Church remembers two Jesuit priests killed in Mexico
By James Blears - Mexico City
The Church has begun special prayers in Mexico, to honour and revere the memory of two Jesuit priests shot dead on 20 June by drug cartel gunmen.
The priests were trying to protect a tour guide who was also murdered, while trying to assuage and dissipate the wrath of a local narcotics leader.
On Sunday, Jesuits held a poignant moment of silence and contemplation for the elderly priests and the tour guide they had attempted to shield and protect. They were shot dead in church.
“Today we are starting a cycle of prayers for peace at the national level. It is the opening of a month marking the memory of all the people killed and disappeared. Today we are remembering the priests, the journalists, the social activists and the young people who have died violently," said Fr. Jorge Atilano González, SJ at the prayer service near the Stella of Light monument in Mexico City.

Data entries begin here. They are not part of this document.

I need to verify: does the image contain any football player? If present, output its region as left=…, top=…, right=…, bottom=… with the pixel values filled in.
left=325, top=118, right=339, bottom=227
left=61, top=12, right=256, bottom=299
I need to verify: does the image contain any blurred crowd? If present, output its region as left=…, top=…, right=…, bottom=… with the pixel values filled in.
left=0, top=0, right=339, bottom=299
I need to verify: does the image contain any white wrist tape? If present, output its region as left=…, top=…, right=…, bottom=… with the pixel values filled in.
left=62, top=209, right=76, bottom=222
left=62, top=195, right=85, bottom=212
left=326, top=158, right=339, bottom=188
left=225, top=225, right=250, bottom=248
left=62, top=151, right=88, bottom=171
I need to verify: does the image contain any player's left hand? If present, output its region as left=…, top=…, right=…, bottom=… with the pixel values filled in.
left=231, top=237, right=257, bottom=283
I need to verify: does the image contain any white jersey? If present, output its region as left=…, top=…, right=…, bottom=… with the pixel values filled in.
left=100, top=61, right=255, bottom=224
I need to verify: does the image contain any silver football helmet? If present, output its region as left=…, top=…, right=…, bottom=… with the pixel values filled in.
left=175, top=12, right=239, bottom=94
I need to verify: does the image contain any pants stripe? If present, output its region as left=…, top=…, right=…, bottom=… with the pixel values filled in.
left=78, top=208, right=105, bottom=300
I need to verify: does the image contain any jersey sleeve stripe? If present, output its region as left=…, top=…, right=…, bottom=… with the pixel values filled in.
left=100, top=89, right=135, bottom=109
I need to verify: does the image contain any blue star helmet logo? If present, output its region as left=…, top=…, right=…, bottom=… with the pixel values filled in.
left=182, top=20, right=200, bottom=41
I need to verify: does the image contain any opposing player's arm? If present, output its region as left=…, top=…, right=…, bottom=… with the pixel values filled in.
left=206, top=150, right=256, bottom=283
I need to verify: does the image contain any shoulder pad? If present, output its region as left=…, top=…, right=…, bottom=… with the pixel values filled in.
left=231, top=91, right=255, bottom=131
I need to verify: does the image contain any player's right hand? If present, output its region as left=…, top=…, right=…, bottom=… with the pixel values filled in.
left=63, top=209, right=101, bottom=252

Respected and loved priests
The murdered priests were 79-year-old Father Javier Campos, and his colleague and friend, 80-year-old Father Joaquin Mora.
They devoted and dedicated their lives over the decades to ministering to the peoples of the Tarahumara Indigenous Community, who respected and loved them.
The Church says seven priests have been murdered during the tenure of this government, whose administration started in 2018.
There have been 24 other killings of priests during the six years which preceded it.
Calling for prayers amid mayhem of violence
The Mexican Bishops' Conference is calling for prayers on 31 July, asking God for forgiveness and redemption for those who pulled the triggers.
They are also urging for a greater sustained purpose, reinforced by determination to curb the mayhem of violence.
Since the Mexican government declared war on the drug cartels in December 2006, a quarter of a million lives have been claimed.
This drug war continues unabated and with it, the terror which has now become a daily part of everyday life, especially for those who live in the Mexican states bordering the United States.
This location represents the largest transit route for illegal narcotics in the world, raking in more than forty billion dollars annually.